Я ухватился за эту ясную мысль. Сконцентрировал все внимание на этой конкретной задаче. Зажмурился и отбросил туманные соображения о призвании и о долге перед умершим братом, который нес всю тяжесть нашего призвания, а я только подставлял плечо, делая вид, что и я несу… Я отбросил историю, в которую оказался впутанным стечением обстоятельств… Какое облегчение! Передо мной ясная задача.
Другая женщина плакала бы. Любая другая женщина сочла бы себя оскорбленной. Или в отчаянии молила бы спасти ее. Женя сказала:
— Мы поедем с тобой.
Я не осознавал, что она сделала этим своим ответом. Она подчинила себя и своего ребенка задаче, которую я поставил перед собой. Но я и ее выполнил не до конца.
Я полагал, что мои родные будут обрадованы тем, что я привез им из России двух красавиц, одну — еще молодую вдову покойного брата, которого обожали родители, многочисленные друзья и когда-то даже моя жена Лариса, и вторую — маленькую женщину, девочку, живую память и утешение для всех скорбящих об умершем Михале.
Я послал телеграмму отцу. Думал, что они еще все, вместе. Мать, отец, Лариса и моя дочь. Однако на вокзале никто, кроме него, меня не встречал. Лариса мне потом объяснила, что старик сообщил о моем приезде, но они поняли так, будто я еду с репатриантами, для которых был приготовлен приемный лагерь. Они собирались отправиться туда.
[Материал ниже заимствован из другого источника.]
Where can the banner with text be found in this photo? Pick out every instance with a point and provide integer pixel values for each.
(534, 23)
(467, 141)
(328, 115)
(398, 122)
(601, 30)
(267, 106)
Есть в этом слове что-то значительное, когда говорят: вернулся! После войны, — войн, добавил бы я, — и после революции, после революций. Я вернулся. Мое возвращение в двадцать первом году началось с недоразумения.
2
Сегодня перед самым входом в академию искусств, куда меня пригласили, чтобы договориться об организации юбилея, я увидел дерево, раненное в результате какого-то насильственного действия. Мне знакомо это дерево. Весной оно первым расцветает сиреневым цветом. Ствол у него прямой, стройный. И разветвляется сразу на высоте три — три с половиной метра. И как раз в этом месте у начала ветвей, на стволе вырубили треугольник, ободрали кору и замазали желто-зеленой краской. Я вздрогнул, словно увидел йод на коленке ребенка, и тревога пронзила меня с головы до ног. На протяжении всего заседания я не мог освободиться от этого странного чувства; оно то ослабевало, то вдруг снова неожиданно усиливалось и куда-то отодвигало окружавших меня людей и предметы, словно я смотрел на них в перевернутый бинокль: видно четко, но далеко, недостижимо далеко, и главное, все это совершенно чужое и меня не касающееся.